Two hours after the NR injection, mice were transcardially perfused with 1 ml/g body weight of PBS. Sciatic nerves were rapidly dissected and immersed overnight in 4% (w/v) paraformaldehyde (PFA) in PBS at 4 °C for fixation. Fixed sciatic nerves were sequentially immersed overnight in 15% and 30% (w/v) sucrose (Fujifilm Wako Pure Chemical Co.) in PBS at 4 °C for cryoprotection, and frozen in OCT compound (Sakura Finetec). Cryosections (10 µm thick) were prepared using a cryostat (CM3050; Leica Microsystems), collected on coated glass slides (Matsunami), and stored at – 30 °C. Immunofluorescence staining of cryosections were performed according to a previously described protocol with slight modifications32. Before immunofluorescence staining, cryosections were incubated with a destain solution of 50% ethanol/1% glacial acetic acid to reduce the background for 30 min33. For immunofluorescence staining, cryosections were permeabilized and blocked in blocking buffer (0.3% TX-Tris-Buffered Saline (TBS) and 10% normal goat serum) for 1 h. Then the sections were incubated overnight at 4˚C with primary antibodies in the blocking buffer. Thereafter, cryosections were incubated at RT for 1 more hour, washed in 0.3% TX-TBS, incubated for 3 h at RT with secondary antibodies in 0.3% TX-TBS, washed in 0.3% TX-TBS, and embedded in Fluoromount-G (Southern Biotech)32. Some other cryosections were stained with 1% toluidine blue. The stained sections were observed by light microscopy (BX63; Olympus) or confocal microscopy (FV1000; Olympus).

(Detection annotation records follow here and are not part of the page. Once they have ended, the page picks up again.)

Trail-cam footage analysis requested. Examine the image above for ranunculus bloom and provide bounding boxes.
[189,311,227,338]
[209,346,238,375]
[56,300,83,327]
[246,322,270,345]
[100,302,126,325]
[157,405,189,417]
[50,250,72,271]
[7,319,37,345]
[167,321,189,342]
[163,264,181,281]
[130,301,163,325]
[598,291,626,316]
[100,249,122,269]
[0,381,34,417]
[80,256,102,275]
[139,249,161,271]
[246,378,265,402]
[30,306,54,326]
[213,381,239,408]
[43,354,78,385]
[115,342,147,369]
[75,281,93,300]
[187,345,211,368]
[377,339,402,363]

The primary antibodies for immunofluorescence staining were rabbit polyclonal anti-ionized calcium binding adapter molecule 1 (Iba1) (1:100; Fujifilm Wako Pure Chemical Co.), rabbit polyclonal anti-S100β (1:1000; abcam), rabbit polyclonal anti-CD163 (1:100; Bioss), rabbit polyclonal anti-inducible nitric oxide synthase (iNOS) (1:50; BD Biosciences), rat monoclonal anti-myelin basic protein (MBP, aa-82-87) (1:100; AbD Serotec), rat monoclonal anti-Lamp2 (1;100; abcam). Alexa Fluor 488-conjugated species-specific secondary antibodies (1:500; Thermo Fisher Scientific) with 1 µg/ml Hoechest 33342 (Thermo Fisher Scientific) for labeling nuclei.

EM analysis

EM analysis was performed as previously reported34. Two hours after the NR injection, anesthetized adult mice were transcardially perfused with PBS for a short period of time and subsequently with 4% PFA and 2.5% glutaraldehyde in 0.1 M PB (pH 7.4). Sciatic nerve tissues were immersed overnight in the same fixative at 4 °C for post fixation of tissue after perfusion. For transmission electron microscopy (TEM), these samples were post-fixed in cold 2% OsO4 in 0.1 M PB for 90 min, dehydrated in a graded ethanol series and embedded in Quetol 812 epoxy resin (Nisshin EM Co.). The resin was incubated at 60 °C for two nights to ensure polymerization. Prior to TEM observation, semithin sections were cut at 1 µm thick, stained with 1% toluidine blue and examined under a light microscope (BX63; Olympus). Ultrathin sections (70 nm thick) were prepared with an ultamicrotome (Ultracut UCT, LEICA) and stained with uranyl acetate and lead citrate. The ultrathin sections were observed by TEM (HT7700; Hitachi High-Tech).

Statistical analysis

Quantitative analysis is presented as mean ± standard error of the mean (s.e.m) from each image. For quantification, the images of areas with LPC injection and fluorescent intensities of the images captured by confocal microscopy were determined by Fiji-imageJ. Note that the images of different conditions (7, 14, 21 dpl and non lesioned) have been obtained using the same image acquisition settings for quantitative analysis. The intensities of the positive signals were measured per unit areas and compared in arbitrary units (AU). Statistical analyses were performed using Prism 7 (GraphPad Software). Statistical comparisons were performed using one-way ANOVA, followed by a Tukey Kramer test. The significance was indicated as a P value: *P < 0.05, **P < 0.01, ***P < 0.001.